[Milton-L] obedience to your creator

Bryson, Michael E michael.bryson at csun.edu
Wed Apr 9 17:38:09 EDT 2014


Michael G,

This seems to be an area in which we are not going to reach agreement. While I have argued that the Son develops into the superior character morally (when compared to the Father), I have also argued that he starts out in a rather less impressive fashion. And at this point in the poem, the Son is not what he will become in the scene in book 3 in which he borrows from Abraham as an intercessor. His rhetoric in Book 6 is that of a warrior, concerned with the power of his right arm, not "moral merit." And if the angels do not know of it (or if we "do not know whether the angels know about" it, it is because the poem has not given them that information at that point in time--even the point about creation is new, being brought up right then, for the first time, in the context of this argument. 
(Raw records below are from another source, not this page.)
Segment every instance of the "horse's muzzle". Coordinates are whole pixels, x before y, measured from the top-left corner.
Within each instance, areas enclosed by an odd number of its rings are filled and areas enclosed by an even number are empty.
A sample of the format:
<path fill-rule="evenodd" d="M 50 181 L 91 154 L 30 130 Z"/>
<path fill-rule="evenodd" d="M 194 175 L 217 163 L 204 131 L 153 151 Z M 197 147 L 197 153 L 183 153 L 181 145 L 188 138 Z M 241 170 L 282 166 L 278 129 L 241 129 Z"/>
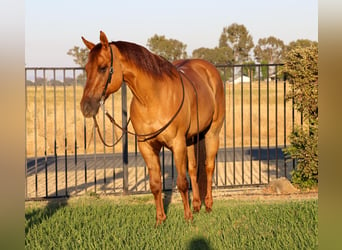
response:
<path fill-rule="evenodd" d="M 81 100 L 81 111 L 84 117 L 93 117 L 100 108 L 100 102 L 97 98 L 83 97 Z"/>

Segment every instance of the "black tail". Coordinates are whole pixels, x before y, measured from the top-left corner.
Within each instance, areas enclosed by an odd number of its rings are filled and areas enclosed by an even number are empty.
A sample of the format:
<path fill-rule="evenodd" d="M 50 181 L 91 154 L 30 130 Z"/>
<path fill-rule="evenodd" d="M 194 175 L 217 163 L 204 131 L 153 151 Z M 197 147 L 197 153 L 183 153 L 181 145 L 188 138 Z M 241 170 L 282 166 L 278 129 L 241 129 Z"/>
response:
<path fill-rule="evenodd" d="M 197 145 L 195 145 L 197 147 Z M 196 152 L 196 150 L 195 150 Z M 198 157 L 198 169 L 197 169 L 197 182 L 200 194 L 200 199 L 203 202 L 207 195 L 207 172 L 205 170 L 205 140 L 202 137 L 199 141 L 199 157 Z"/>

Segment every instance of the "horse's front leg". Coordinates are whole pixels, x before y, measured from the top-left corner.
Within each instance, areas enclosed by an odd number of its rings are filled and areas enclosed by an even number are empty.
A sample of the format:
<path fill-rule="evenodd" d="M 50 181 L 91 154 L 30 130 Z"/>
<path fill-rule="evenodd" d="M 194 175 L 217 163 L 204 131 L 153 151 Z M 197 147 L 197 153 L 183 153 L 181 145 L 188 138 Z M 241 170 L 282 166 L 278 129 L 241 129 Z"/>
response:
<path fill-rule="evenodd" d="M 161 146 L 158 143 L 153 142 L 139 142 L 138 146 L 148 168 L 150 188 L 156 204 L 156 225 L 159 225 L 166 219 L 160 175 L 159 152 Z"/>
<path fill-rule="evenodd" d="M 192 213 L 189 206 L 189 183 L 186 178 L 186 166 L 187 166 L 187 149 L 185 137 L 175 140 L 172 147 L 173 156 L 177 168 L 177 188 L 182 196 L 184 205 L 184 218 L 186 220 L 192 220 Z"/>

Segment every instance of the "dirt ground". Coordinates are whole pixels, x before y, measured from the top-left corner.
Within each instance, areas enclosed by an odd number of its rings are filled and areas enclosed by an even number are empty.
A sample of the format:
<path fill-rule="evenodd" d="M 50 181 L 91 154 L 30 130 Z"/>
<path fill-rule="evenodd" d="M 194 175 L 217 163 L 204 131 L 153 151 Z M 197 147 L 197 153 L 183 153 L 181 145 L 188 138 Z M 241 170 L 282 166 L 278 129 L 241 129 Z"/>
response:
<path fill-rule="evenodd" d="M 154 203 L 152 194 L 139 195 L 99 195 L 99 198 L 110 199 L 115 201 L 124 201 L 130 203 Z M 192 193 L 190 191 L 190 198 Z M 236 200 L 236 201 L 262 201 L 262 202 L 277 202 L 289 200 L 309 200 L 318 199 L 318 189 L 298 190 L 286 179 L 279 178 L 270 182 L 265 187 L 252 188 L 230 188 L 230 189 L 215 189 L 213 188 L 213 199 L 215 200 Z M 181 203 L 182 198 L 178 191 L 164 192 L 163 200 L 168 200 L 169 203 Z"/>
<path fill-rule="evenodd" d="M 272 183 L 261 188 L 234 188 L 234 189 L 213 189 L 215 200 L 241 200 L 241 201 L 284 201 L 284 200 L 309 200 L 318 199 L 318 189 L 296 190 L 292 192 L 276 192 L 272 189 Z M 167 195 L 167 194 L 166 194 Z M 165 198 L 165 197 L 164 197 Z M 171 203 L 181 202 L 178 192 L 172 193 Z"/>
<path fill-rule="evenodd" d="M 260 200 L 260 201 L 282 201 L 282 200 L 307 200 L 318 199 L 318 190 L 298 191 L 296 193 L 277 194 L 270 193 L 263 188 L 244 189 L 230 191 L 214 191 L 213 198 L 220 200 Z"/>
<path fill-rule="evenodd" d="M 147 196 L 147 197 L 146 197 Z M 153 200 L 152 194 L 133 195 L 129 200 L 146 200 L 150 196 Z M 99 196 L 107 197 L 109 199 L 126 199 L 127 196 Z M 139 198 L 140 197 L 140 198 Z M 146 198 L 145 198 L 146 197 Z M 192 193 L 190 191 L 190 197 Z M 164 199 L 169 199 L 171 203 L 182 202 L 181 195 L 178 191 L 164 192 Z M 213 188 L 213 199 L 215 200 L 245 200 L 245 201 L 282 201 L 282 200 L 307 200 L 318 199 L 318 188 L 311 190 L 299 190 L 295 188 L 291 182 L 286 178 L 279 178 L 271 181 L 264 187 L 243 187 L 243 188 Z"/>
And your account of Abdiel's "angrily rebutting Satan's claim" elides, in my view, the fact that Abdiel does not base his case on morality or goodness or ontological superiority (whatever that might be--how does one "exist" in a superior way, unless that is code for having greater power?). He mentions "the mighty Father" who uses the Son to make all things: the "Son, by whom / As by his Word the mighty Father made / All things." That isn't moral power. That is simply power--to create, and as is obvious from Abdiel's speech, power also to destroy. It is the power of Job 2:10, or Lamentations 3:38, or Isaiah 45:7. It is a power that--as it does in Job--rejects claims of morality as petty human concerns beneath the attention of the "creator." 

And yes, the Father demanded that everyone should

abide
United as one individual Soule
For ever happie: 

But he also adds the threat

him who disobeyes
Mee disobeyes, breaks union, and that day
Cast out from God and blessed vision, falls
Into utter darkness, deep ingulft, his place
Ordaind without redemption, without end.

That casting out is the basis of Abdiel's threat, and it is a threat based in *physical*, not *moral* power. The war in heaven is won, not by right, but by might. Morality does not carry the day; the overwhelming might of "The Chariot of Paternal Deitie" that the Son rode, along with the "ten thousand Thunders, which he sent / Before him" wins the war:

O're Shields and Helmes, and helmed heads he rode
Of Thrones and mighty Seraphim prostrate,
That wisht the Mountains now might be again
Thrown on them as a shelter from his ire.

Right may be aligned with might in this war. But might--power--is what wins the war, and power is what Abdiel is referring to when he insists that Satan and the angels are unequal. That has always seemed to me to be one of the great ironies in the way Milton treats war in Book 6. It is a blunt instrument, and right/morality has precious little to do with it.

Michael Bryson
________________________________________
From: milton-l-bounces at lists.richmond.edu [milton-l-bounces at lists.richmond.edu] On Behalf Of Michael Gillum [mgillum at unca.edu]
Sent: Wednesday, April 09, 2014 1:42 PM
To: John Milton Discussion List
Subject: Re: [Milton-L] obedience to your creator

Michael B.,

Thanks for the clear response.

The Son is far superior to the angels in wisdom and goodness--you have gone so far as to argue that he is superior even to the Father in those respects. It is this merit which justifies his kingship, not his military power. We don't know whether the angels know about his moral merit yet. What they do know is that he created them, and this fact is what Abdiel emphasizes in his first challenge to Satan. In this role, the Son demonstrated his creative power and beneficence, sharing the goodness of being. But he also showed himself to be on a higher ontological plane than the angels. In emphasizing that the Son made the angels, Abdiel is not worshipping power; rather he is angrily rebutting Satan's claim that the Son cannot rightfully "assume / Monarchy over such as live by right / His equals." The angels are not his equals.

In decreeing the Son's kingship, the father explains his purpose: that the angels should live "United as one individual soul / Forever happy." Abdiel repeats this purpose at the end of his first speech. The speech is not an appeal to physical power. Indeed it seems that the Son only acquired his power as a warrior on the eve of battle. --Michael G.